If this isn’t the strategy, then it should be!

Silverlight WAS the whole keynote practically, and there’s been coverage of very little else (except about DLR) out of Mix. Nothing about Xbox-Windows links for Xbox Live from Robbie Bach (just a snooze-athon discussion and some iffy demos). Nothing about Live ID CardSpace cards or opening up Live ID to web site publishers like Passport.

This technology is the sleeper slow-release hit of Mix07. They didn’t even officially say this was the secret Technology X listed on the about page.

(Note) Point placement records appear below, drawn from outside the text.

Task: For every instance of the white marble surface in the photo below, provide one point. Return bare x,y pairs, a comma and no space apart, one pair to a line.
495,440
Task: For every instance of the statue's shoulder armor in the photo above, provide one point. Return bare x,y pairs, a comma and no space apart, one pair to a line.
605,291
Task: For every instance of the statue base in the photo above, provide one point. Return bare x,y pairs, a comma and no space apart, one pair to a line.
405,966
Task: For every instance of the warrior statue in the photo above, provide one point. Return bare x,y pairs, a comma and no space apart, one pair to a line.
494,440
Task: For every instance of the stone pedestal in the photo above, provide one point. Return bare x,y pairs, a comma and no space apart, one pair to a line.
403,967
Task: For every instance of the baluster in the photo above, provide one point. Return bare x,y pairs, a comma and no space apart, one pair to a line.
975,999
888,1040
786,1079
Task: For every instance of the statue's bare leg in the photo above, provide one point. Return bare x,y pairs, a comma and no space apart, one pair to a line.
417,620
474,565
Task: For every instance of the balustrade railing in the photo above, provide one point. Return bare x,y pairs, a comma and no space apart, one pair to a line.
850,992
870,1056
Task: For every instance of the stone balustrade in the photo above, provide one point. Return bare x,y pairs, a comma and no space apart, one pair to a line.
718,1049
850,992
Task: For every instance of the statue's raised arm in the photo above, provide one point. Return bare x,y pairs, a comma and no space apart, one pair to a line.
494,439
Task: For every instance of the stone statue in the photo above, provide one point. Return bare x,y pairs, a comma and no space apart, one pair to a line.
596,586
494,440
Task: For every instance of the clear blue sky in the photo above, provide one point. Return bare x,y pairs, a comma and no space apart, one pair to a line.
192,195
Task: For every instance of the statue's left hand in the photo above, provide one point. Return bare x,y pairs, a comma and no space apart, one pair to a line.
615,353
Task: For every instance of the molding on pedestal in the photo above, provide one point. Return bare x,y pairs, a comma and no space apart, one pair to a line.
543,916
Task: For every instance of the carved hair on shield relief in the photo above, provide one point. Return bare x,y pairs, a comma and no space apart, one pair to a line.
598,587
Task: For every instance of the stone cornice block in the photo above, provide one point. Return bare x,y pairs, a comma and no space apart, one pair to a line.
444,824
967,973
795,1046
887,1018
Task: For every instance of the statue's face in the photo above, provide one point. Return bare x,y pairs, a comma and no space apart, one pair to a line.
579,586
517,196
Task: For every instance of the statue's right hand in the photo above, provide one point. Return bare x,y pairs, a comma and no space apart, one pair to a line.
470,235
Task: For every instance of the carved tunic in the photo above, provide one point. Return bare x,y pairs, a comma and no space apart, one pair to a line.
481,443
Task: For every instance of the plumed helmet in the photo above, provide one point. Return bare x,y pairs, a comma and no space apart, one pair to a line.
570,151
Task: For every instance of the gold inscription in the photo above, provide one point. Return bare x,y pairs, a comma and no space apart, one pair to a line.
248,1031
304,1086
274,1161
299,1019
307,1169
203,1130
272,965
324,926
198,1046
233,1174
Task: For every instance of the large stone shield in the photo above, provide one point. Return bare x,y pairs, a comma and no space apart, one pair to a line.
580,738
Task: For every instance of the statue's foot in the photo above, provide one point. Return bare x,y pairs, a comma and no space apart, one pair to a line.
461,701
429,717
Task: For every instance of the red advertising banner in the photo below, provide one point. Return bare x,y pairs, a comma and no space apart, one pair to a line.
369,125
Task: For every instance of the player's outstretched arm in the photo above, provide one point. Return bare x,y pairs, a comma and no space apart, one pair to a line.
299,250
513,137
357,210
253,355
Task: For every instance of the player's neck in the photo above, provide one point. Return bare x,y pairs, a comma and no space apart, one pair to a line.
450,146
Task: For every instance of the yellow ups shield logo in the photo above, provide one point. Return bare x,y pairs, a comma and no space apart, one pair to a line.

If what I’ve said is Ray Ozzie’s undeclared strategy, then he is indeed doing a fantastic job (despite his apparent lack of blogging and public comments). If it wasn’t his strategy then either he should make it the strategy or let it just fall into place as I believe it will – either way he’ll look like a genius…

We are living in a Microsoft world again…

Be sure to check out my other mix07 coverage.

New Microsoft CLR/DLR celebrities are born in Jim Hugunin & John Lam

For those watching Channel 9 in the last year you’ll likely be familiar with Anders Hejlsberg, the C# language guru (as well as being the nicer than pie and clever as hell Danish import) who has been seen explaining LINQ and related language technologies.

At Mix07, Jim Hugunin will most likely be receiving lots of hugs from developers for his work on, and demonstration of, the Dynamic Language Runtime – extension to the core DLR to allow for C#, VB.NET, IronPython, IronRuby, JavaScript and VBx to all work as scripting languages calling each other and running on .NET. Keep up to date with the latest DLR announcement on his blog. I’ll just forget that he’s a Python guy ;).

His collague, John Lam (Ruby guy) has a Channel 9 video about this stuff.

The two of them did a great session a Mix07 which was recorded.